Intelligent Design

In the list of precise and fortuitous factors that enabled life on planet earth—the Goldilocks placement, the liquid water, the magnetic field, the tilt of our axis, our large moon, our location within a minor spiral arm of the galaxy, and so forth—one of my favorites is the presence of the gas giants beyond our orbit in the solar system that deflect cosmic missiles. Particularly Jupiter, which can also sling them toward us, but we won’t dwell on that. I’m more interested in the idea of being eaten.

But before getting to that, I must pause to consider my spiritual-minded friend, who sailed right past the word “fortuitous.”

A word which, because its sense is evolving, has two meanings. When it comes to how we got here, happenstance does not make my pious companion’s list, so for her, via an association with “fortunate,” the word means felicitous. For me the word retains its original sense: happening by chance rather than by design.

Chance and design: for me a difficult, no, impossible, distinction to make because I simply can’t force myself to trust assertions made without knowledge. “Intelligent design”?—how unsatisfyingly anthropomorphic. God created man in his image? The opposite is so obviously true I suspect a misperception of ancient inflections. Intelligent design is a natural enough idea to contemplate, but beyond the reach of the human mind. And anyone with eyes can see that if there is any such thing, it operates by randomness and chance. Like contemplating what was “before” the universe. Sterile ideas, unable to add anything to our understanding, and when we mistake them as endpoints in thinking, they have the potential to obstruct real inquiry.

So I’m picturing this asteroid, cruising along in what seems like endless space, until it wanders into a bad neighborhood: and there, like Cerberus at the gates of Hades, waits Jupiter. Oh shit, the asteroid thinks. And rightly so—because it’s nothing but a long fall from there.

It must be terrifying, getting closer, accelerating, the giant gaseous blob filling more and more of the field of vision until the massive wall of stormy clouds is all there is. You are already a part of it, before it eats and digests you, just as you are already a part of the tiger before it absorbs you into itself—making you part tiger and the tiger part you.

And think of brave little Cassini! Intelligently designed to be ultimately a part of Saturn, and carrying it through.

It’s nothing to be ashamed of, being eaten, because it’s the theme of everything. But the eater is changed too.
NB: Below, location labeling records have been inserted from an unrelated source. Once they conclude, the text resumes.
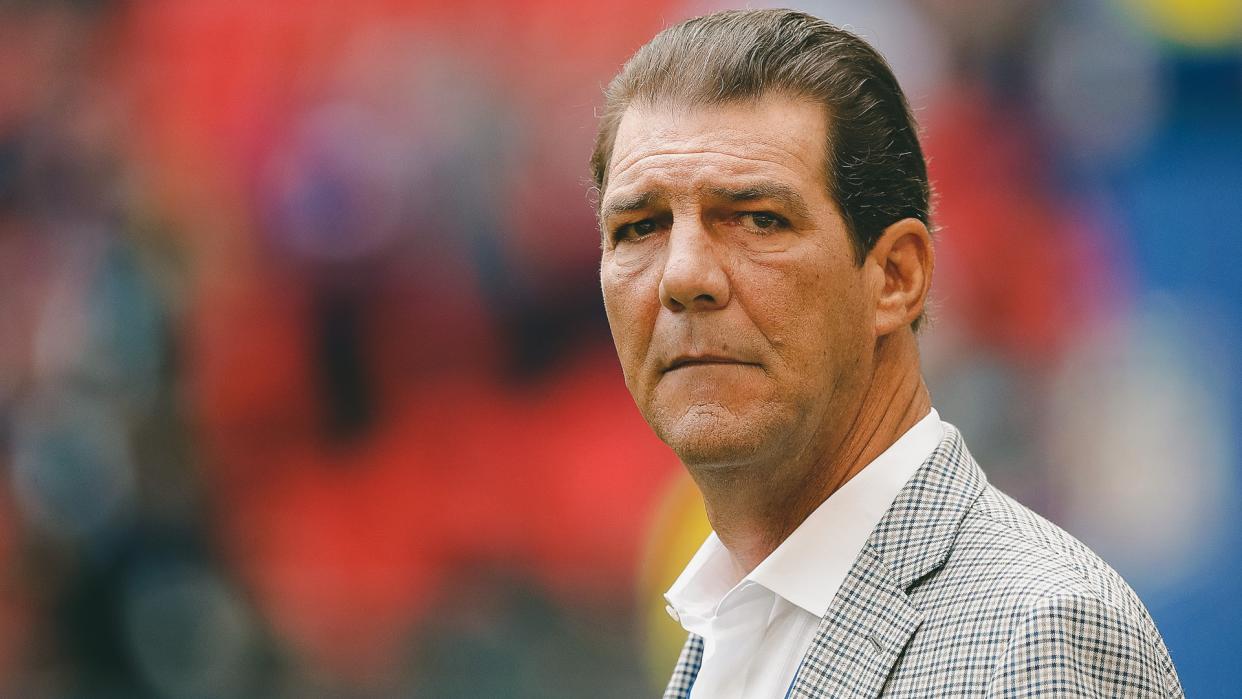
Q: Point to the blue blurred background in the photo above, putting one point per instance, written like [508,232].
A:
[306,387]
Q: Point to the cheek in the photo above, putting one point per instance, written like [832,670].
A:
[631,318]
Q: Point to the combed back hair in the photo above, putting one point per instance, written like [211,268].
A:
[876,171]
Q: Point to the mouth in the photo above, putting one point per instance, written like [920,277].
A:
[704,360]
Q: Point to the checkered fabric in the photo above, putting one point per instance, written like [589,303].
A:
[961,591]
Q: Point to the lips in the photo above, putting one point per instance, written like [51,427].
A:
[704,360]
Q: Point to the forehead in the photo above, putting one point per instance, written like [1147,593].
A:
[673,148]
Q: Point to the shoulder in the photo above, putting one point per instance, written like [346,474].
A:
[1047,613]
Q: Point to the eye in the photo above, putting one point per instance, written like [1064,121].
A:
[635,231]
[761,221]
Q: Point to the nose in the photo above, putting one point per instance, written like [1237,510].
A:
[693,277]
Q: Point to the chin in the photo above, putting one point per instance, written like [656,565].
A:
[712,436]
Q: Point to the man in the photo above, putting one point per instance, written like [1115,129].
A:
[765,266]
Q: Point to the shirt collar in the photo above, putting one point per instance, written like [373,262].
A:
[809,566]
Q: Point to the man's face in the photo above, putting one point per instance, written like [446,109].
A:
[743,325]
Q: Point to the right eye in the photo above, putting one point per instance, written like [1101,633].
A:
[636,230]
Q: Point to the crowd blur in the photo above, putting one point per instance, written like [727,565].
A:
[306,387]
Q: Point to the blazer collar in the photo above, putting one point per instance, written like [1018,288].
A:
[872,618]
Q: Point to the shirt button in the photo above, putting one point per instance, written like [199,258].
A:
[672,613]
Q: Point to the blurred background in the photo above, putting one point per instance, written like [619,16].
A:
[306,387]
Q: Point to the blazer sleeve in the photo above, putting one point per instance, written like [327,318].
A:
[1083,647]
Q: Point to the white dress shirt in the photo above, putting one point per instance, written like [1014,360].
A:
[756,627]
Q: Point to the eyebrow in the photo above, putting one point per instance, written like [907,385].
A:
[775,191]
[627,204]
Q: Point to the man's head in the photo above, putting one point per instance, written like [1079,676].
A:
[763,205]
[876,171]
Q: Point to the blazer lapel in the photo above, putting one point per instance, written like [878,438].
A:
[687,669]
[872,620]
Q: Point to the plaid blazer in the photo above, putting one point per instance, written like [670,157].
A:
[961,591]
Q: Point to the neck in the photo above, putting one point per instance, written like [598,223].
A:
[754,507]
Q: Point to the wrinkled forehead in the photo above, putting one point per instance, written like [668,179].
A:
[687,147]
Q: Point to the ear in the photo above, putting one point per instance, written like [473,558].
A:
[903,260]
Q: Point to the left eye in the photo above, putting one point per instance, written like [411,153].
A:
[761,220]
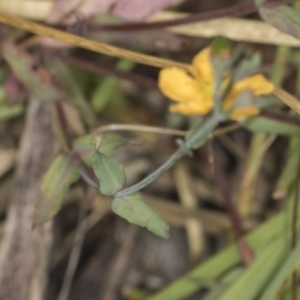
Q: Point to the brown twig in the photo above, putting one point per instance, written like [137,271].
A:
[75,253]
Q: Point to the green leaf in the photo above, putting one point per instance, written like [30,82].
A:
[136,211]
[110,143]
[40,82]
[262,124]
[252,281]
[287,267]
[55,185]
[283,17]
[110,174]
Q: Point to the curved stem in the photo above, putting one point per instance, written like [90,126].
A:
[168,164]
[207,127]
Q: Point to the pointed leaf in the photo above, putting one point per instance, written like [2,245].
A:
[136,211]
[110,174]
[262,124]
[110,143]
[55,185]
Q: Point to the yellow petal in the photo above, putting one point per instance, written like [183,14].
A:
[193,108]
[202,67]
[177,85]
[258,84]
[244,112]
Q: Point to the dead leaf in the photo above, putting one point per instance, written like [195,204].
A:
[135,10]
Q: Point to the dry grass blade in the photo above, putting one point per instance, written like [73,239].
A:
[287,99]
[194,228]
[86,43]
[232,28]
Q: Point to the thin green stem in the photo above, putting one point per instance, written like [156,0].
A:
[199,135]
[167,165]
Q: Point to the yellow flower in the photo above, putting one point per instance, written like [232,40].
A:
[194,90]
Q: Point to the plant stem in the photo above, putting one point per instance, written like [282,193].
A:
[225,12]
[201,134]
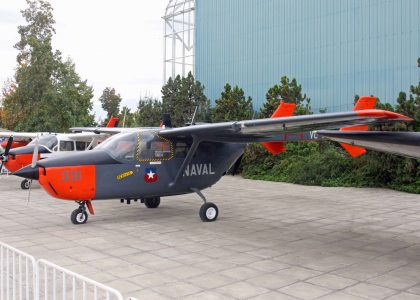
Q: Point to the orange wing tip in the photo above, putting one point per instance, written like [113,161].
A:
[382,114]
[354,151]
[274,147]
[355,128]
[365,102]
[284,110]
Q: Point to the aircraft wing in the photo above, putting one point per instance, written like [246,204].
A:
[20,135]
[97,130]
[263,130]
[398,143]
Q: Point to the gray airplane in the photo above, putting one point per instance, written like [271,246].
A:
[149,163]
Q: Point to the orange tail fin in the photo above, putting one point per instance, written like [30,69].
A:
[363,103]
[284,110]
[113,122]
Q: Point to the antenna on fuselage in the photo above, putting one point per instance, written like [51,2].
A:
[194,114]
[166,121]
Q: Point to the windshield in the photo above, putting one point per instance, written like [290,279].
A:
[49,141]
[121,146]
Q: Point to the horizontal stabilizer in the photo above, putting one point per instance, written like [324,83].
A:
[354,151]
[399,143]
[364,102]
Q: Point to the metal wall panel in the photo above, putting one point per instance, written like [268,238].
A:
[334,48]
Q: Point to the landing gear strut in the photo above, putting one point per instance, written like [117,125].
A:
[25,184]
[152,202]
[208,211]
[79,215]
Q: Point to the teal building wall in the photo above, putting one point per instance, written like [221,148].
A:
[334,48]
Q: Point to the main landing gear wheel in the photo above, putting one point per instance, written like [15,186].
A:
[79,216]
[25,184]
[209,212]
[152,202]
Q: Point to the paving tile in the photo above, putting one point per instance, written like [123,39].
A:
[404,296]
[332,282]
[305,291]
[273,295]
[363,244]
[241,290]
[210,281]
[370,291]
[177,289]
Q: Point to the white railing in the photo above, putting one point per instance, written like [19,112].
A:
[24,278]
[56,282]
[17,274]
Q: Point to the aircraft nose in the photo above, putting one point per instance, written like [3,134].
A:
[28,172]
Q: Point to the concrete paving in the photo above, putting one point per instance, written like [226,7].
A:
[271,241]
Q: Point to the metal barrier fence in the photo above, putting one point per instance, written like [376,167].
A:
[17,274]
[56,282]
[24,278]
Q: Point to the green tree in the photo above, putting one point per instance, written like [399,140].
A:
[181,96]
[47,94]
[110,101]
[232,105]
[289,92]
[149,112]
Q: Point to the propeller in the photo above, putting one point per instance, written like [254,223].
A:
[33,164]
[6,151]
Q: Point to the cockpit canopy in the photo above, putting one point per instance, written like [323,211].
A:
[139,146]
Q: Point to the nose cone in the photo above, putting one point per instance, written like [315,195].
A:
[28,172]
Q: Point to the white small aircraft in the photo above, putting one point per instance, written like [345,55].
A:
[18,154]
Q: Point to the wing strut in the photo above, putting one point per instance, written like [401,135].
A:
[187,160]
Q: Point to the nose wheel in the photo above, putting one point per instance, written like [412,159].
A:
[79,215]
[208,211]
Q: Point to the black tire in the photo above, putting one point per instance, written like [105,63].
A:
[208,212]
[25,184]
[78,217]
[152,202]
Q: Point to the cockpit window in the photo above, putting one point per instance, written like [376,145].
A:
[66,146]
[139,146]
[49,141]
[153,147]
[121,146]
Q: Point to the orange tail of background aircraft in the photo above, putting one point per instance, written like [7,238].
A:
[284,110]
[113,122]
[287,110]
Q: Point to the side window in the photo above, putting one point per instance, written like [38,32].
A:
[181,149]
[154,148]
[66,146]
[81,146]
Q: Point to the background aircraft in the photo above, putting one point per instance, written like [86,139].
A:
[147,164]
[49,144]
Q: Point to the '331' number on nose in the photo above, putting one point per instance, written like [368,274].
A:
[70,175]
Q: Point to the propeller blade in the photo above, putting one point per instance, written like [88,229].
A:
[35,154]
[8,145]
[235,166]
[29,192]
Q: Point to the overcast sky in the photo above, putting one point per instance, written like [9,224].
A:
[113,43]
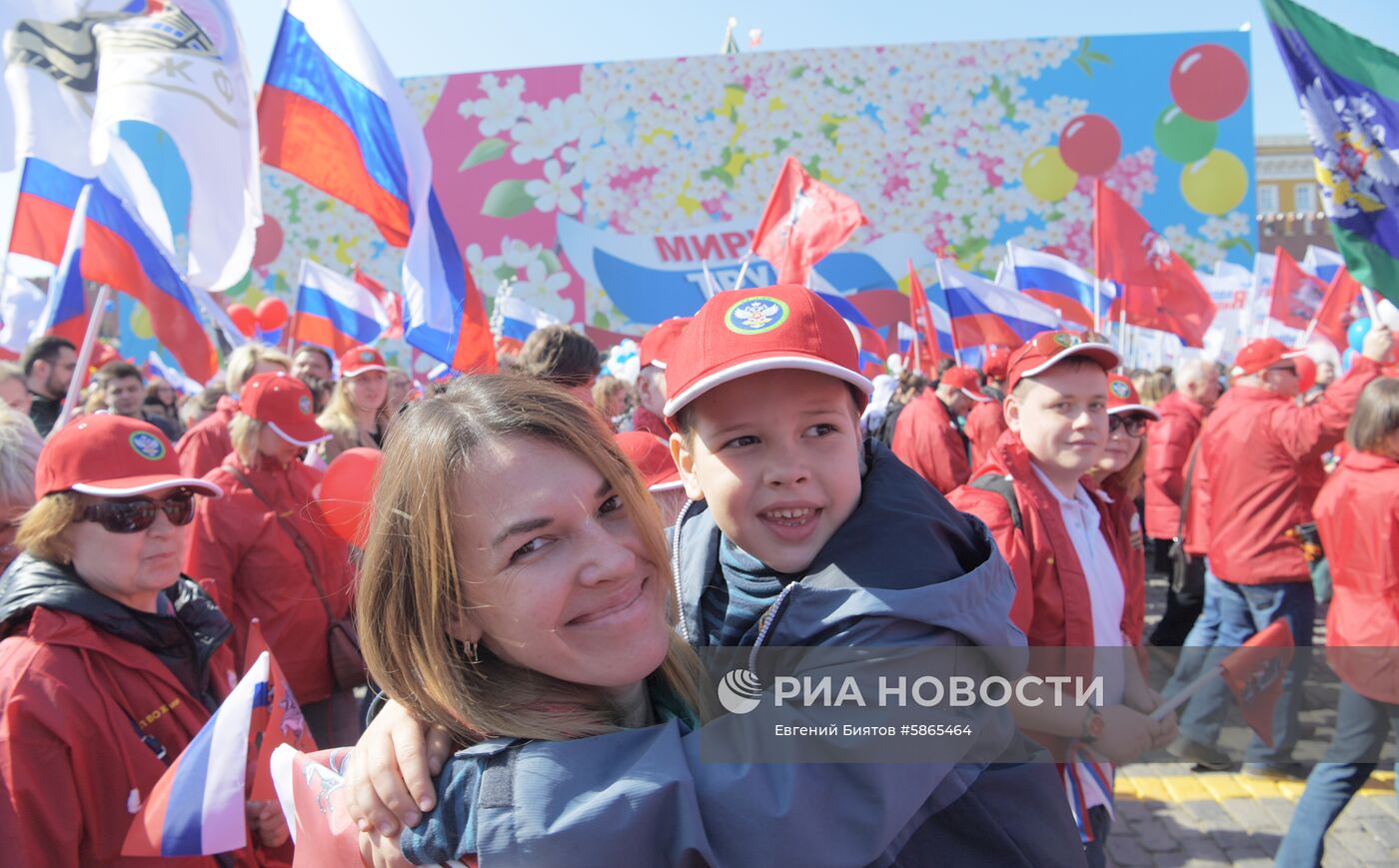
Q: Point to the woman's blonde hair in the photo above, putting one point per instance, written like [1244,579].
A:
[339,416]
[42,528]
[244,361]
[1375,417]
[412,588]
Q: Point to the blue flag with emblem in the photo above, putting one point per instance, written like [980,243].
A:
[1349,94]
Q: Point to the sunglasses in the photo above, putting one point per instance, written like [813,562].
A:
[1133,426]
[135,514]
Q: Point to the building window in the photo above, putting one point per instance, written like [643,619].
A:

I wonder if the consciousness of the eaten persists somehow, as a part now of the entity it feared, or loved, or tried to outrun—or rather like a drop of water being eaten by the ocean—no longer a drop, but still water.

Do the molecules that comprised us when we died retain some memory of the consciousness they once hosted as they melt back into the ground and wait for their next assignment?

If, as my spiritual friend would say, we reunite with God at the end, then what is there of us left? And why would we want anything to be?

Intelligent design is just the teleological perspective in new clothes, an attempt to mitigate Darwinian brutality. “Creative evolution,” “élan vital,” “life force”—they all reflect the intuitive need to supply what empiricism can’t, but since there is nothing to point to, or measure, or comprehend, as always the attempt to meet science halfway has no chance of succeeding.

I’ll grant you, the idea of inert elements becoming complex sentient life forms by sheer chance, over I don’t care how many billions of years, is a stretch, but so is the idea of some celestial being at a drafting table. Personally I give the former a 49% chance, the latter 51%.

That’s as far as I can go with intelligent design.